10年ほど前に祖父が亡くなり、一人暮らししていた祖母も2022年末に亡くなった。実家が空き家になるのは大変だからと、伯父さん夫婦が祖父の家に引っ越してきたのが昨年になる。
祖父が亡くなってから、古切手とか切符とかこまごましたものは古物商に売ってしまったらしい。だが家具や調度品は結構そのまま残っている。

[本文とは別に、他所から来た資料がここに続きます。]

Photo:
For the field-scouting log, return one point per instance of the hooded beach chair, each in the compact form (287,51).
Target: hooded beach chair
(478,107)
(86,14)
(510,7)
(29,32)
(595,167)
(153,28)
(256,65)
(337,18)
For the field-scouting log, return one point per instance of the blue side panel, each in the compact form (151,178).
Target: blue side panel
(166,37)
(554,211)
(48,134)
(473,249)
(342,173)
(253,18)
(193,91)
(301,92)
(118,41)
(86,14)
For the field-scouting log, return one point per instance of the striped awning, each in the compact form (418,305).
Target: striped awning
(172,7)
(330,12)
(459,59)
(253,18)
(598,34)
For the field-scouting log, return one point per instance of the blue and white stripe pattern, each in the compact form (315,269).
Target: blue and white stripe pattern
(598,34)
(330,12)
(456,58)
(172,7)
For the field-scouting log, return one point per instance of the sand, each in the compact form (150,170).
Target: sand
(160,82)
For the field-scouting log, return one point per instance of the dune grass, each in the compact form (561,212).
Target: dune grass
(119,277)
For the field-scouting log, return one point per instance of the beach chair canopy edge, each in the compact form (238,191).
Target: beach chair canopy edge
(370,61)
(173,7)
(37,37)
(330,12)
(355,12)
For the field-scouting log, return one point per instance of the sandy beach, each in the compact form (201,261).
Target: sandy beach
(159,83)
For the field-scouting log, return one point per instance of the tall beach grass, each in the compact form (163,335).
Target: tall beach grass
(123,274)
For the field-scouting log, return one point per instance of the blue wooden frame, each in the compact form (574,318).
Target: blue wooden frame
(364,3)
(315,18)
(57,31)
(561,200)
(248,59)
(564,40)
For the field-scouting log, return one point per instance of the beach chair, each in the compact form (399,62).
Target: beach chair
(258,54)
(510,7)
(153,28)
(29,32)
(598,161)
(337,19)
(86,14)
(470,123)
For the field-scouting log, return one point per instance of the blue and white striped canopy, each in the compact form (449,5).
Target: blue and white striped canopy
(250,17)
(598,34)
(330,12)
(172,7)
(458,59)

ずっと気がかりだったのもあり、祖母が亡くなったあとに、私は両親に調度品の中のひとつであるサンゴの置物をもらいたいと相談した。これはお茶の間の食器棚の上にずっと飾られていたもので、多分私が生まれる前からあったんじゃないだろうか。公務員をしていた祖父が県の土木課に勤めていた知り合いからもらったものだというそのサンゴは、祖父が特注したというガラスケースに収められていて、かろうじて両手で抱えられるほどの大きさがある。サンゴの色は白くて花びらのような繊細な骨格が見られる。小さいころからこれを眺めるのが好きだった。
去年の9月に帰省した時に、伯父から持って帰ってよいと言われ、誰も動かしたことのなかったガラスケースを慎重に食器棚から下ろし、掃除をしてプチプチに包み、さらに段ボールで保護してから自分の軽自動車の荷台に乗せて帰ってきた。食器棚から下ろす手伝いを弟に頼んだら、「サンゴなんてあったことも気づかなかった」と言っていたから、まあ私がもらっても誰も文句は言わないだろう。
今このサイトのアイコンにしてるのはこの祖父の形見です。書斎の出窓のところに置いて、作業の合間に時々眺めている。調べてみたら、ウミバラというサンゴの中でも割とありふれた種類ではあるらしい。長崎の南の海の底からやってきたそれは、書斎の中で異様な存在感を放っている。